Today, EPF announced a dividend of 5.5% on conventional savings and 5.4% on Shariah accounts, both higher than last year. In 2022, they spent 5.35% on traditional savings and 4.75% on Sharia accounts. The total distribution to EPF members was RM57.8 billion, an increase of 13% compared to RM51.14 billion in 2022.
Muhammed said the dividend increase in 2023 was a result of EPF’s strong performance in investing in developed markets, adding that this was possible because the fund was managed by a competent team.
“The developed market index ended last year up 21.6%. Our local market ended the year down a sharp -2.7% and has yet to recover to pre-COVID-19 levels.
“Therefore, the dividend increase is not surprising given EPF’s global reach.” “The returns were higher compared to companies that invested heavily only in the Malaysian market,” he told FMT.
EPF CEO Ahmad Zulkarnain Ong said the rate hike was possible due to the strong performance of overseas investments, which account for 38% of total assets.
Muhammed said it is noteworthy that EPF does not pay dividends from unrealized gains, meaning that appreciation in the value of private market assets does not contribute to the dividend.
“EPF also has a no-reserve policy, which means the dividends declared will be determined solely based on the current year’s market performance.”
“Despite the continued depreciation of the ringgit, returns are limited as EPF hedges its investments in bonds and equities. Therefore, all foreign exchange gains from the realization of foreign investments were offset by hedging activities,” he said.
He said the key issue for the EPF was social protection rather than investment, given Malaysians’ generally low retirement savings.
good investment strategy
Williams said EPF’s performance reflects the good investment strategy the team undertook last year under former CEO Amir Hamza Azizan, who is now second finance minister.

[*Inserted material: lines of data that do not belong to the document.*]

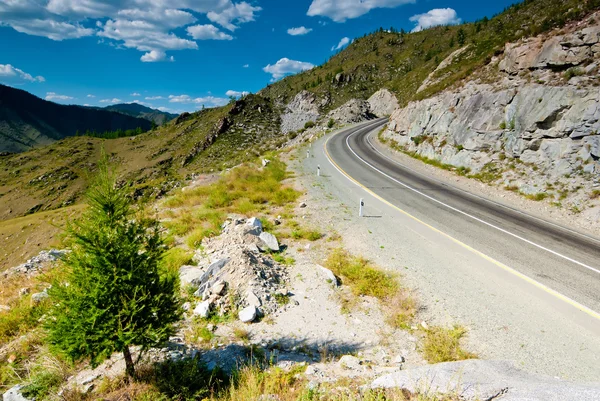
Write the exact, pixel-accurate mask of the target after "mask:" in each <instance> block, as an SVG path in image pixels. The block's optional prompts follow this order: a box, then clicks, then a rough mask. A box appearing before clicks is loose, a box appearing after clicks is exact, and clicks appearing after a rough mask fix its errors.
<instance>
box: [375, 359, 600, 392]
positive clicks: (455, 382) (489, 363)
mask: <svg viewBox="0 0 600 401" xmlns="http://www.w3.org/2000/svg"><path fill="white" fill-rule="evenodd" d="M371 387H372V388H402V389H407V390H408V391H411V392H417V391H419V392H422V391H426V392H427V394H430V395H434V394H438V393H444V394H460V395H461V399H464V400H491V399H496V398H498V399H502V400H507V401H509V400H511V401H517V400H540V401H542V400H544V401H559V400H560V401H564V400H573V401H575V400H578V401H591V400H597V399H600V387H599V385H598V384H595V385H583V384H573V383H569V382H564V381H561V380H558V379H554V378H546V377H541V376H535V375H532V374H529V373H526V372H523V371H520V370H518V369H516V368H515V367H514V366H513V365H511V364H510V363H508V362H505V361H484V360H477V359H473V360H468V361H461V362H445V363H438V364H435V365H429V366H423V367H419V368H415V369H409V370H405V371H401V372H396V373H392V374H389V375H385V376H382V377H379V378H378V379H376V380H375V381H373V383H371ZM424 389H425V390H424ZM424 395H425V394H424Z"/></svg>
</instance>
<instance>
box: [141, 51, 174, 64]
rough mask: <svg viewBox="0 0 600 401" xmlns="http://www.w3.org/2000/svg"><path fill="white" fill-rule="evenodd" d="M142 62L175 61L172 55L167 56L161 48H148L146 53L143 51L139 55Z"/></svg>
mask: <svg viewBox="0 0 600 401" xmlns="http://www.w3.org/2000/svg"><path fill="white" fill-rule="evenodd" d="M140 60H142V61H143V62H144V63H155V62H157V61H165V60H168V61H175V58H174V57H173V56H170V57H168V58H167V53H165V52H164V51H162V50H150V51H149V52H148V53H145V54H144V55H142V57H140Z"/></svg>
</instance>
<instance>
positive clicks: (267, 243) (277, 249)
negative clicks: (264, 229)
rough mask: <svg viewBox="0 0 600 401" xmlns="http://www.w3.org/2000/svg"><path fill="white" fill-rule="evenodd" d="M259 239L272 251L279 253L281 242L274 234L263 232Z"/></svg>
mask: <svg viewBox="0 0 600 401" xmlns="http://www.w3.org/2000/svg"><path fill="white" fill-rule="evenodd" d="M259 238H260V240H261V241H262V242H263V244H265V245H266V246H267V247H268V248H269V249H270V250H272V251H279V242H278V241H277V238H276V237H275V236H274V235H273V234H271V233H268V232H266V231H263V232H262V233H260V235H259Z"/></svg>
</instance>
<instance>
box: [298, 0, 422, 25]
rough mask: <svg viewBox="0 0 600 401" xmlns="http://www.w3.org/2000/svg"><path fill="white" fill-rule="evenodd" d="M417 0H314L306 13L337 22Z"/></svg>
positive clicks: (392, 7)
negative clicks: (374, 8) (318, 16)
mask: <svg viewBox="0 0 600 401" xmlns="http://www.w3.org/2000/svg"><path fill="white" fill-rule="evenodd" d="M414 2H415V0H313V2H312V3H311V4H310V7H309V8H308V12H307V13H306V15H308V16H311V17H314V16H322V17H329V18H331V19H332V20H334V21H335V22H344V21H346V20H347V19H352V18H357V17H360V16H361V15H364V14H366V13H368V12H369V11H371V10H372V9H374V8H394V7H398V6H401V5H403V4H412V3H414Z"/></svg>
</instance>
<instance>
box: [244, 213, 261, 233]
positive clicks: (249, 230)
mask: <svg viewBox="0 0 600 401" xmlns="http://www.w3.org/2000/svg"><path fill="white" fill-rule="evenodd" d="M246 225H247V226H248V227H250V229H249V230H248V233H249V234H253V235H260V233H262V222H261V221H260V220H259V219H257V218H256V217H251V218H249V219H248V221H246Z"/></svg>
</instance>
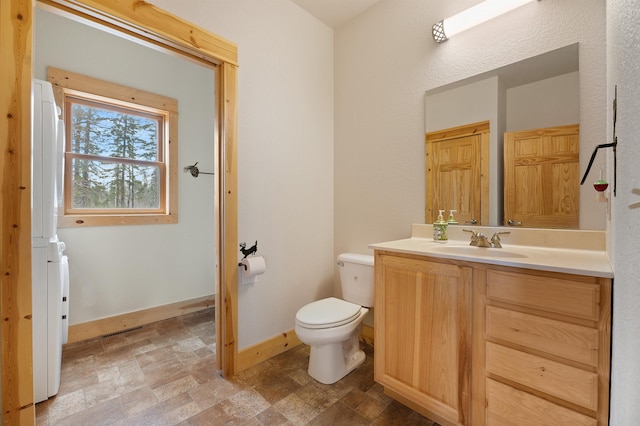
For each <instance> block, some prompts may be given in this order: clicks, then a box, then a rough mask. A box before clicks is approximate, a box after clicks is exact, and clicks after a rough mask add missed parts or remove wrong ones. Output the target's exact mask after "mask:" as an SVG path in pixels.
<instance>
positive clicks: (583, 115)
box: [334, 0, 607, 252]
mask: <svg viewBox="0 0 640 426" xmlns="http://www.w3.org/2000/svg"><path fill="white" fill-rule="evenodd" d="M475 3H477V1H474V0H465V1H457V2H447V1H438V2H425V1H420V0H407V1H394V0H382V1H380V2H379V3H377V4H376V5H375V6H373V7H372V8H371V9H369V10H368V11H366V12H365V13H364V14H363V15H360V16H359V17H358V18H356V19H355V20H354V21H352V22H350V23H349V24H348V25H346V26H344V27H341V28H339V29H338V30H337V31H336V32H335V50H336V52H335V79H336V102H335V117H336V123H335V126H336V136H335V146H336V148H335V149H336V163H335V168H336V170H335V182H336V185H335V203H336V208H335V218H336V220H335V246H334V251H335V252H340V251H346V250H353V251H358V252H366V251H367V250H368V249H367V245H368V244H369V243H372V242H379V241H385V240H392V239H398V238H405V237H407V236H408V235H409V233H410V225H411V223H418V222H423V216H424V203H425V195H424V194H425V181H424V180H425V179H424V167H425V159H424V128H425V127H424V124H425V123H424V106H423V99H424V94H425V92H426V91H427V90H430V89H433V88H436V87H439V86H441V85H444V84H448V83H451V82H453V81H457V80H460V79H463V78H467V77H471V76H474V75H476V74H480V73H482V72H485V71H489V70H491V69H494V68H496V67H500V66H504V65H508V64H510V63H513V62H517V61H520V60H522V59H526V58H528V57H531V56H535V55H538V54H541V53H544V52H547V51H550V50H554V49H557V48H560V47H564V46H567V45H569V44H573V43H576V42H578V43H580V70H581V73H580V100H581V108H580V122H581V130H582V132H583V134H584V135H588V137H586V138H585V140H588V141H589V143H591V144H593V145H591V147H592V146H594V145H595V144H598V143H601V142H600V141H602V140H606V137H607V133H606V124H605V117H604V112H605V110H606V108H607V105H606V76H605V68H606V67H605V61H604V58H605V25H604V22H605V5H604V3H603V2H602V1H600V0H565V1H561V2H557V1H541V2H533V3H530V4H528V5H526V6H523V7H521V8H519V9H516V10H514V11H512V12H510V13H509V14H508V15H505V16H504V17H501V18H498V19H496V20H494V21H492V22H491V23H490V24H487V25H483V26H479V27H476V28H474V29H472V30H469V31H467V32H463V33H460V34H458V35H457V36H455V37H453V38H451V39H450V40H448V41H447V42H446V43H443V44H437V43H435V42H434V41H433V39H432V37H431V25H432V24H433V23H434V22H436V21H439V20H440V19H442V18H443V17H446V16H450V15H453V14H455V13H457V12H459V11H461V10H463V9H464V8H465V7H467V6H470V5H472V4H475ZM569 22H570V23H571V24H570V25H569V24H567V23H569ZM591 147H587V148H586V149H585V150H584V151H585V152H587V154H586V155H585V156H582V157H583V158H582V159H581V161H582V162H583V167H582V170H584V169H585V168H586V162H588V157H589V155H590V154H591ZM599 161H600V160H599ZM594 167H596V168H595V170H598V168H599V165H598V164H596V165H595V166H594ZM583 191H586V192H585V193H584V196H581V199H582V200H581V209H582V208H583V206H582V201H584V202H585V203H586V201H587V200H589V201H591V200H593V198H594V195H593V191H592V190H589V189H587V188H583ZM591 204H593V203H591ZM595 208H597V209H600V212H599V214H597V215H596V216H594V222H593V223H588V224H585V227H587V228H591V229H594V228H597V229H604V228H605V223H606V206H604V205H602V206H596V207H595ZM584 209H585V211H586V209H587V208H586V207H585V208H584Z"/></svg>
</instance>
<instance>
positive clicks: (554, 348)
mask: <svg viewBox="0 0 640 426" xmlns="http://www.w3.org/2000/svg"><path fill="white" fill-rule="evenodd" d="M486 333H487V337H494V338H497V339H501V340H504V341H508V342H512V343H515V344H518V345H521V346H524V347H528V348H531V349H536V350H539V351H543V352H546V353H548V354H552V355H557V356H560V357H563V358H567V359H570V360H573V361H577V362H581V363H583V364H588V365H590V366H593V367H596V366H597V365H598V347H599V344H598V330H596V329H594V328H589V327H584V326H581V325H575V324H569V323H566V322H562V321H556V320H552V319H548V318H543V317H539V316H536V315H529V314H524V313H521V312H515V311H511V310H507V309H502V308H498V307H495V306H488V307H487V320H486Z"/></svg>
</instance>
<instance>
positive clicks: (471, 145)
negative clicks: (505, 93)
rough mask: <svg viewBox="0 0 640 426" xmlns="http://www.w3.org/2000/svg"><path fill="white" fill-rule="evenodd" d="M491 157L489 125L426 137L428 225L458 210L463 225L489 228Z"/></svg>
mask: <svg viewBox="0 0 640 426" xmlns="http://www.w3.org/2000/svg"><path fill="white" fill-rule="evenodd" d="M488 153H489V122H488V121H484V122H480V123H472V124H468V125H464V126H458V127H453V128H450V129H444V130H438V131H435V132H429V133H427V134H426V163H427V173H426V194H427V197H426V212H425V221H426V222H427V223H433V222H434V221H435V220H436V219H437V217H438V210H446V211H445V217H444V218H445V220H446V219H447V215H448V214H449V210H456V212H457V213H456V215H455V218H456V220H457V221H458V222H459V223H461V224H464V223H470V224H476V225H484V224H488V217H489V205H488V201H489V184H488V176H489V173H488V170H489V164H488Z"/></svg>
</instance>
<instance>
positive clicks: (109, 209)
mask: <svg viewBox="0 0 640 426" xmlns="http://www.w3.org/2000/svg"><path fill="white" fill-rule="evenodd" d="M58 73H63V76H61V75H59V74H58ZM62 77H63V78H62ZM70 77H71V78H70ZM49 79H50V80H51V81H52V82H53V84H54V87H56V92H57V95H56V97H61V98H62V99H60V101H62V102H61V103H62V105H63V106H64V107H63V117H64V122H65V132H66V137H65V145H66V146H65V154H64V161H65V173H64V211H63V212H61V213H62V214H59V216H60V217H61V220H60V225H61V226H79V225H82V226H87V225H113V224H141V223H175V222H177V194H176V192H177V189H176V187H177V182H175V180H174V181H172V177H174V178H175V175H176V173H175V170H172V169H171V166H172V165H173V164H175V162H176V161H177V158H176V157H177V148H176V141H175V138H171V137H170V135H176V134H177V129H176V128H177V101H175V100H173V99H170V98H165V97H162V96H159V95H155V94H151V93H148V92H142V91H139V90H137V89H131V88H127V87H123V86H120V85H115V84H113V83H107V82H103V81H101V80H96V79H92V78H89V77H86V76H78V75H75V74H73V73H70V72H68V71H62V70H56V69H52V68H50V69H49ZM74 83H75V84H74ZM60 84H64V85H65V86H66V87H59V86H60ZM132 100H133V101H135V102H132ZM160 107H162V108H160ZM170 142H171V143H170ZM172 189H173V191H172ZM172 207H173V208H172Z"/></svg>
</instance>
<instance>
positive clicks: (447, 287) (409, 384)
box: [374, 252, 472, 425]
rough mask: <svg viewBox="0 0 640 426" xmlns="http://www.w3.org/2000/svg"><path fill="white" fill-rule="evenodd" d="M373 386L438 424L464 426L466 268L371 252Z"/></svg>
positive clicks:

“Overall performance and distribution were very strong, demonstrating that a good portfolio management strategy leveraging domestic and international assets can continue to be successful even under difficult circumstances.”
“The key factors are a more stable environment for the EPF with no withdrawals, improved membership and contributions with investable funds, and better strategic asset allocation, especially in overseas markets,” he told FMT. , which boosted revenue.” Mr Williams said the “sad side” was that EPF’s recent withdrawal policy had depleted accounts and left millions of people without benefits.
He said that EPF strategies are becoming more aggressive to achieve better returns in the domestic market as returns in the domestic stock market are very low, adding that it has shown recovery in the past few years.
“This year may be less difficult and even better compared to last year. Therefore, as long as the EPF is free to pursue its best short- and long-term strategies without outside interference, we will see similar gains this year.” You can look forward to it.”
He also said the strong financial results meant that the proceeds could solve the public sector’s pension problem, and that the underperforming GLIC could be merged with a separate new Malaysian super fund of similar size that everyone would benefit from. He said this shows that it is possible to provide a universal basic pension.
“If we can achieve the RM57.8 billion EPF disbursement from Malaysia’s super fund this year, it will be enough to remove the entire burden on civil servants and provide a monthly pension of RM900 to 80% of private sector pensioners. .” “The fund could also be managed by an EPF portfolio manager who can ensure comparable returns,” he said.